Third eBPF Workshop
Published on
Last week, the SIGCOMM conference hosted the third edition of the eBPF workshop in Coimbra.
The SIGCOMM website has links to the papers, but cannot link to the presentation slides, so I’m writing this short blog post just to have everything in one place.
uXDP: Frictionless XDP Deployments in Userspace
Yusheng Zheng (UC Santa Cruz), Panayiotis Gavriil (The D. E. Shaw Group), Marios Kogias (Imperial College London)Paper Slides Abstract
Modern network function (NF) deployments face a fundamental trade-off: kernel-based extended Berkeley Packet Filter (eBPF) NFs provide safety, portability, and an extensive tooling ecosystem, but are limited in performance, while kernel-bypass frameworks deliver high throughput but lack integrated verification and ease of deployment. We present uXDP, a new runtime that unifies these worlds by running unmodified, verified XDP programs in userspace. uXDP ensures compatibility and preserves the verification-driven safety, portability, and familiar workflows of eBPF while moving execution into the userspace, enabling more aggressive optimizations and flexibility. Without recompiling eBPF code, uXDP achieves throughput gains of up to 3.3× over in-kernel execution and improves Meta's Katran load balancer performance by 40%, all while retaining the trusted eBPF development model and deployment simplicity.
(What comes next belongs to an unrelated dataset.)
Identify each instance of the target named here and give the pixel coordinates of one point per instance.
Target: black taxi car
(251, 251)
No Two Snowflakes Are Alike: Studying eBPF Libraries' Performance, Fidelity and Resource Usage
Carlos Machado, Bruno Gião (INESC TEC & U. Minho), Sebastião Amaro, Miguel Matos (IST Lisbon & INESC-ID), João Paulo, Tânia Esteves (INESC TEC & U. Minho)Paper Slides Abstract
As different eBPF libraries keep emerging, developers are left with the hard task of choosing the right one. Until now, this choice has been based on functional requirements (e.g., programming language support, development workflow), while quantitative metrics have been left out of the equation. In this paper, we argue that efficiency metrics such as performance, resource usage, and data collection fidelity also need to be considered for making an informed decision. We show it through an experimental study comparing five popular libraries: bpftrace, BCC, libbpf, ebpf-go, and Aya. For each, we implement three representative eBPF-based tools and evaluate them under different storage I/O workloads. Our results show that each library has its own strengths and weaknesses, as their specific features lead to distinct trade-offs across the selected efficiency metrics. These results further motivate experimental studies to increase the community's understanding of the eBPF ecosystem.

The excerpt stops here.